La Dernière d’entre elles, Pierre Goetschel, 2019, 70 min.

Le documentariste P. Goetschel [1] a retrouvé un texte, un récit d’une quarantaine de pages, écrit par sa grand-mère paternelle Fernande Goetschel, après son retour de déportation à Auschwitz-Birkenau [2]. Ce témoignage s’interrompt brutalement sur un prénom : Suzanne. Par la suite, il découvre un petit film muet d’amateur, tourné dans les années soixante, qui lui révèle des images des amies de sa grand-mère, elles aussi rescapées de la déportation. Au terme de multiples recherches, il arrive à identifier sur image, deux anciennes déportées qui ont écrit des livres, l’une est Suzanne Birnbaum, auteure du livre Une Française juive est revenue  [3] et l’autre Louise Alcan, qui a écrit Sans Armes et sans bagages  [4], toutes deux sont membres de l’Amicale d’Auschwitz et des camps de Haute-Silésie.

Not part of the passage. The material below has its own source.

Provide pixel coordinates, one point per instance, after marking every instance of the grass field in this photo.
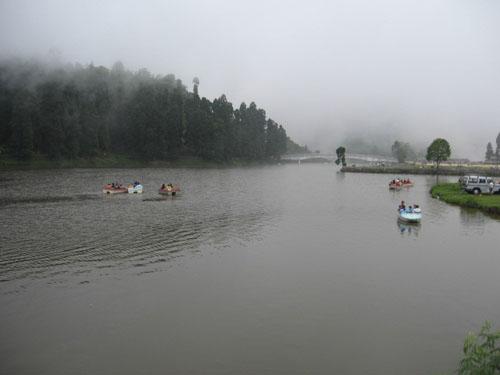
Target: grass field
(452, 193)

Il rencontre enfin une ancienne déportée de 94 ans, Rosette Lévy, qui s’est longtemps tue et dont la parole s’est « libérée ». Tout au long du film, elle parle avec beaucoup de spontanéité et de force de son expérience de la déportation et de l’évacuation des camps à l’hiver de 1945. Elle témoigne aussi de ses amies comme Suzanne, plus âgée qu’elle (40 ans) si « maternelle » avec les jeunes filles de 20 ans qu’elles étaient alors. Le documentaire intègre des images photographiées prises par un avion allié survolant, en 1944, le complexe d’Auschwitz-Birkenau-Monowitz, qui montrent non seulement le camp-usine (Auschwitz III) mais aussi le centre de mise à mort (Auschwitz II) ; les photographies aériennes dévoilent et la structure du complexe concentrationnaire, et des déportés en mouvement : des Kommandos de travail forcé ?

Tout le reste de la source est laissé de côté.